Devra-t-on conclure des observations précédentes relatives au contact des races diverses que, pour obtenir un Phidias, il convient de mettre en rapports intellectuels quelques Aryans et un Sémite, sous une certaine latitude ? que les arts se forment comme les compositions chimiques, d’après une formule et un peu de chaleur ou un courant électrique ? Non ; mais dans l’étude historique des arts, comme dans celle de la philosophie, des mouvements de l’esprit humain, — et les arts ne sont autre chose qu’une éclosion intellectuelle, — il est nécessaire de bien connaître et de constater les conditions favorables ou défavorables à cette éclosion, par conséquent de signaler les courants, leurs mélanges et les produits successifs de ces mélanges.

On s’est un peu trop habitué, peut-être, à traiter les questions d’art d’après ce qu’on appelle le sentiment ; influence mobile comme la mode, fugitive, et qui a le grand inconvénient d’éloigner l’artiste de la recherche des causes, des origines, de l’idée philosophique sans laquelle l’art n’est qu’un métier ou l’emploi d’une recette.

Le sentiment, admettant qu’il faille compter avec lui, a besoin d’un point d’appui ; où le trouvera-t-il, si ce n’est dans l’analyse, le raisonnement, l’observation et le savoir ? Jugeons les choses d’art avec notre sentiment, si l’on veut, mais élevons notre sentiment, ou plutôt notre faculté de sentir, à la hauteur d’une science, si nous prétendons faire accepter nos jugements par le public impartial.
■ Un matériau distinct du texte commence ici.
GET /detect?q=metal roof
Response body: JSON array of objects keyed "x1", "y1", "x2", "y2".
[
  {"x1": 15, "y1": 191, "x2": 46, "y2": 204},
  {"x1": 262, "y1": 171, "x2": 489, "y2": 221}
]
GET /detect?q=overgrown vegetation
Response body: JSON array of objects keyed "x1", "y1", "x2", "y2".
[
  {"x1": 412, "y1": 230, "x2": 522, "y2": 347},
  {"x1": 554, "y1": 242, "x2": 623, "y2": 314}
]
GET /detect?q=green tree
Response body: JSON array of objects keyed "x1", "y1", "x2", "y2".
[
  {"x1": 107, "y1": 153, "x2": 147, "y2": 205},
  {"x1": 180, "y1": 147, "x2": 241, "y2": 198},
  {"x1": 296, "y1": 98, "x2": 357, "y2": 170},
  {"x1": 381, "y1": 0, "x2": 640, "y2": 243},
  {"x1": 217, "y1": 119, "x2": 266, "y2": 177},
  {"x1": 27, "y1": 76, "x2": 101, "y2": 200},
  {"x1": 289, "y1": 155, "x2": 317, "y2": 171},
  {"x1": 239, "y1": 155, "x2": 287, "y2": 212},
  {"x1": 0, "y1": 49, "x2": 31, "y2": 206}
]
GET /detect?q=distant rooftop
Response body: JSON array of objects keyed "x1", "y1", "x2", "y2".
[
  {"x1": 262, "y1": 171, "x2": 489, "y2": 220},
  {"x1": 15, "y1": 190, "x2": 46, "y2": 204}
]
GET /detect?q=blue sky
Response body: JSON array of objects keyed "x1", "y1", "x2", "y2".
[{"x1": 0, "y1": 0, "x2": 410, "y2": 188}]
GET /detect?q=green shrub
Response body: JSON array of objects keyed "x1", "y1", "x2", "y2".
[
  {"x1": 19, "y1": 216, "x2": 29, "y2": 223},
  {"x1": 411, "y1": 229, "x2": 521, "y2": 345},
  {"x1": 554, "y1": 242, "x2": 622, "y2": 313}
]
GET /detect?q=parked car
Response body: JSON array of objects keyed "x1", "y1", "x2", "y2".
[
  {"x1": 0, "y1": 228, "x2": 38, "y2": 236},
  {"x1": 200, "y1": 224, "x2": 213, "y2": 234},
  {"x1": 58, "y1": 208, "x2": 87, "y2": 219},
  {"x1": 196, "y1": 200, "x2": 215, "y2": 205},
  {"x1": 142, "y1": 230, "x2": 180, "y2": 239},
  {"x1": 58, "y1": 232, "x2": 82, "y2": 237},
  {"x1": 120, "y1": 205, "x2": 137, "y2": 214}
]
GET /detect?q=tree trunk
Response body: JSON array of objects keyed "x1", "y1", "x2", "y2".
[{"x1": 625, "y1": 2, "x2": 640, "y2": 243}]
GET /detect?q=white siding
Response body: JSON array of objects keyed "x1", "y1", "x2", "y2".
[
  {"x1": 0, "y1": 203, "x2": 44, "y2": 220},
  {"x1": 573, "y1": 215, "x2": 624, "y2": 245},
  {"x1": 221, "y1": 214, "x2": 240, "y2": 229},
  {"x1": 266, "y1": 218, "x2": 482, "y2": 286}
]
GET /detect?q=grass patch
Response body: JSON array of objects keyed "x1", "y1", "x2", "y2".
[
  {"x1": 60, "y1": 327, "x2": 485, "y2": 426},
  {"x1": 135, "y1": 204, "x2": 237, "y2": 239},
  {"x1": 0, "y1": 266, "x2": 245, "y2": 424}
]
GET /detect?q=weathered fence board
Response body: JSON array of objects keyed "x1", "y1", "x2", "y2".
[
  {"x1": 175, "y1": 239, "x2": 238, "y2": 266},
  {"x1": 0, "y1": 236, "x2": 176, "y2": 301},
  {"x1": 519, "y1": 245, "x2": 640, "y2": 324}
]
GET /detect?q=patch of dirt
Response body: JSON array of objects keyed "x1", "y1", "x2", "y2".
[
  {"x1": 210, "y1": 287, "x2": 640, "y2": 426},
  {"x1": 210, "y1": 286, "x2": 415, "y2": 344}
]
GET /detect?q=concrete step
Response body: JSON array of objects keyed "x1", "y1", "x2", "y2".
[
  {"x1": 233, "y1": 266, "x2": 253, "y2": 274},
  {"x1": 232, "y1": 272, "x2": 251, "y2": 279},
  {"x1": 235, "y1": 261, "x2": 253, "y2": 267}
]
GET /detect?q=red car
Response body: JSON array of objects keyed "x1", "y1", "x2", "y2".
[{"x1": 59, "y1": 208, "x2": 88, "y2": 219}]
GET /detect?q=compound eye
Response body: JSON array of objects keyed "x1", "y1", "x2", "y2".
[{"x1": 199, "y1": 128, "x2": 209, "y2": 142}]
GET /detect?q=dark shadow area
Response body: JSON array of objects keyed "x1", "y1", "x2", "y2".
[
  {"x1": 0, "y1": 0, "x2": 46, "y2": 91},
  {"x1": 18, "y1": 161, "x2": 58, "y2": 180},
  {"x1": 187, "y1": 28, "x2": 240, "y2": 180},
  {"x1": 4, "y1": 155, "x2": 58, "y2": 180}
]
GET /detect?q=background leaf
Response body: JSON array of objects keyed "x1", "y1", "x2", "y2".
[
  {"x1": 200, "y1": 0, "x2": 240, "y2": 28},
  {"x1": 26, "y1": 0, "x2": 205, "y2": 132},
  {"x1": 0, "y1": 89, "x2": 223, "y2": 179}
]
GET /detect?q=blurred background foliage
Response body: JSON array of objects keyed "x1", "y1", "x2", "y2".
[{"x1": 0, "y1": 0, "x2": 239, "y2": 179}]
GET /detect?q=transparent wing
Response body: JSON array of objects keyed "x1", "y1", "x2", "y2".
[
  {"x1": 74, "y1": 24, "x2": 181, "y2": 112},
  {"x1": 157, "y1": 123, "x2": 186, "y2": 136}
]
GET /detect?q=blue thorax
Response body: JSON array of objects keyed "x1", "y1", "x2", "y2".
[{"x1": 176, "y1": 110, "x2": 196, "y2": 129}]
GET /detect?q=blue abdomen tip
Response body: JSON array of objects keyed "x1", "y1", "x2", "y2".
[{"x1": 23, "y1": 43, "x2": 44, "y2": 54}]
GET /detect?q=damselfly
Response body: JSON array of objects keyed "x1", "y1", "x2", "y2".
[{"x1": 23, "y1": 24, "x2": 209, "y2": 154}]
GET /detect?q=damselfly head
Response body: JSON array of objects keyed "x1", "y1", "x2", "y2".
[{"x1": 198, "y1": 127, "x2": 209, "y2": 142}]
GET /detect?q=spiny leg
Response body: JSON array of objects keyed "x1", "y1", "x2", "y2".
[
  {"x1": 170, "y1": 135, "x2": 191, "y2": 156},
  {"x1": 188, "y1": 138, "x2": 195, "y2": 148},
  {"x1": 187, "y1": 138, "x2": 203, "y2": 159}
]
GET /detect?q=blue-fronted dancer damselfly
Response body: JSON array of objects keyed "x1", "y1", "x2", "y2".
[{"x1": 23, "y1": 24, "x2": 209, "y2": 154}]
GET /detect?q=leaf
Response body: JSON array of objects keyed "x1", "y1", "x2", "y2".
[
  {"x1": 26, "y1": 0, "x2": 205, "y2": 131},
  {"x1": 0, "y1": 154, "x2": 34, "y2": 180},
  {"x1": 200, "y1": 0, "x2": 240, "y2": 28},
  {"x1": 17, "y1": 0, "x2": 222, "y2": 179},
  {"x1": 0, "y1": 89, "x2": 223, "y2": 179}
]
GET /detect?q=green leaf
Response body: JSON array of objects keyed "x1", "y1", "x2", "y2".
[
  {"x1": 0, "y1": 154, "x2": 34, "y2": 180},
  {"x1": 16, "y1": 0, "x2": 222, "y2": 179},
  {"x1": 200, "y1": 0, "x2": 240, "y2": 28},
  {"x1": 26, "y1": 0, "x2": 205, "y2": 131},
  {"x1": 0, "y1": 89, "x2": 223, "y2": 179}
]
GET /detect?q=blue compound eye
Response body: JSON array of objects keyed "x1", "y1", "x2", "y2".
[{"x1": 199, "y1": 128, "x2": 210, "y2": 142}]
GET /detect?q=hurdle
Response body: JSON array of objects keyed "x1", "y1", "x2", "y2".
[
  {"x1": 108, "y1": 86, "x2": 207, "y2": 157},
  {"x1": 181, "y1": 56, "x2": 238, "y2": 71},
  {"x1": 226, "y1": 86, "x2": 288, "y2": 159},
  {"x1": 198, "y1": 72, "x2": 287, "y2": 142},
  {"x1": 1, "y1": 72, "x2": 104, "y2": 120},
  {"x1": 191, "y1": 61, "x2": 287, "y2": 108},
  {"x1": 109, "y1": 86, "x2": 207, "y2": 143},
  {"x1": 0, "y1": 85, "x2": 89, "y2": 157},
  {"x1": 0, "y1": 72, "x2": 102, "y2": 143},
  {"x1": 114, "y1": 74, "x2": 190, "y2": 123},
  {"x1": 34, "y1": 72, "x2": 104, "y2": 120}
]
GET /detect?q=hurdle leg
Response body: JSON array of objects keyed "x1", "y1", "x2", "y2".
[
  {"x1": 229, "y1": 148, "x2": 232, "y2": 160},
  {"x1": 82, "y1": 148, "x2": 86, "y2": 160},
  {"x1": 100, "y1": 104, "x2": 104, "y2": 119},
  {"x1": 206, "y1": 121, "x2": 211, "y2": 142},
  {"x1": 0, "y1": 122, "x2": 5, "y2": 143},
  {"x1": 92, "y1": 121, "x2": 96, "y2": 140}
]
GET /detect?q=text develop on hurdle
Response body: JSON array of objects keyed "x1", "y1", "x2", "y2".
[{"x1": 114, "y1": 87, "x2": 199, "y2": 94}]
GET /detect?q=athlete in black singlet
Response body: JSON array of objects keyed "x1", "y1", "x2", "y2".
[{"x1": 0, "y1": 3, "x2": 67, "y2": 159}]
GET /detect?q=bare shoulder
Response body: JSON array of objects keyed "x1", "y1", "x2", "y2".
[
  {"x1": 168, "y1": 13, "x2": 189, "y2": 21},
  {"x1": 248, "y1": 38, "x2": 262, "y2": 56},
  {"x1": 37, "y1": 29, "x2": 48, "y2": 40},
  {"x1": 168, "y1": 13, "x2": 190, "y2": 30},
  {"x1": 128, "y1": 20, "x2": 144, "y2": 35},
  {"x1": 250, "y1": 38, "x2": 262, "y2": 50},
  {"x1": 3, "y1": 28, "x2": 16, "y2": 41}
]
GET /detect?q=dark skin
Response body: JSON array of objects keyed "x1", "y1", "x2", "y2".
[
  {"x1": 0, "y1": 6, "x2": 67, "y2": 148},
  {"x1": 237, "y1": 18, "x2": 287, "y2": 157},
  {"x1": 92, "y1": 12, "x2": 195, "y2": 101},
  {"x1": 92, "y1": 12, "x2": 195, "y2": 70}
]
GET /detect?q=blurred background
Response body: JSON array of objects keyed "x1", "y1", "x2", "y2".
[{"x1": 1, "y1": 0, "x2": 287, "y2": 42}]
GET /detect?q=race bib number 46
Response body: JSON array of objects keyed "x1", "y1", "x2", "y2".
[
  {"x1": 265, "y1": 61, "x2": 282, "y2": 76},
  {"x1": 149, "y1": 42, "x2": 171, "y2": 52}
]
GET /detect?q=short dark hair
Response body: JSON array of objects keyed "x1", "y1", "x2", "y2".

D’ailleurs, n’en est-il pas un peu du sentiment comme de la foi, qui accepte, mais ne crée pas. À la raison humaine seule est réservée la faculté de créer ; c’est la raison qui conduit à l’art par la recherche et le triage d’où ressort la définition et la conscience du beau et du bon ; c’est la raison qui conduit à la philosophie par les mêmes procédés. On n’a jamais fait de philosophie passable avec ce que nous appelons le sentiment. Les Grecs, qui s’y connaissaient un peu, n’ont jamais cru que le sentiment seul pût guider, soit dans la pratique des arts, soit dans les jugements que l’on peut porter sur leurs productions. « Toutes choses étaient ensemble ; l’intelligence les divisa et les arrangea », dit Anaxagore[1]. Si la foi et le sentiment font des miracles, ce n’est pas de cette façon. La foi fait mouvoir les montagnes peut-être, mais elle ne sait ni ne s’enquiert de quoi les montagnes sont faites, ni pourquoi elles sont montagnes. Si elle le savait, elle se garderait de les déranger de leur place.

Qu’est-ce, dans les arts, que le sentiment des choses, sans la connaissance des choses ?

Ce serait trop sortir de notre sujet que de nous étendre plus longtemps

  1. Commencement d’un ouvrage (Diog. Laerce, II, 6 ; Walken, Diatrib. in Euripid. fragm.).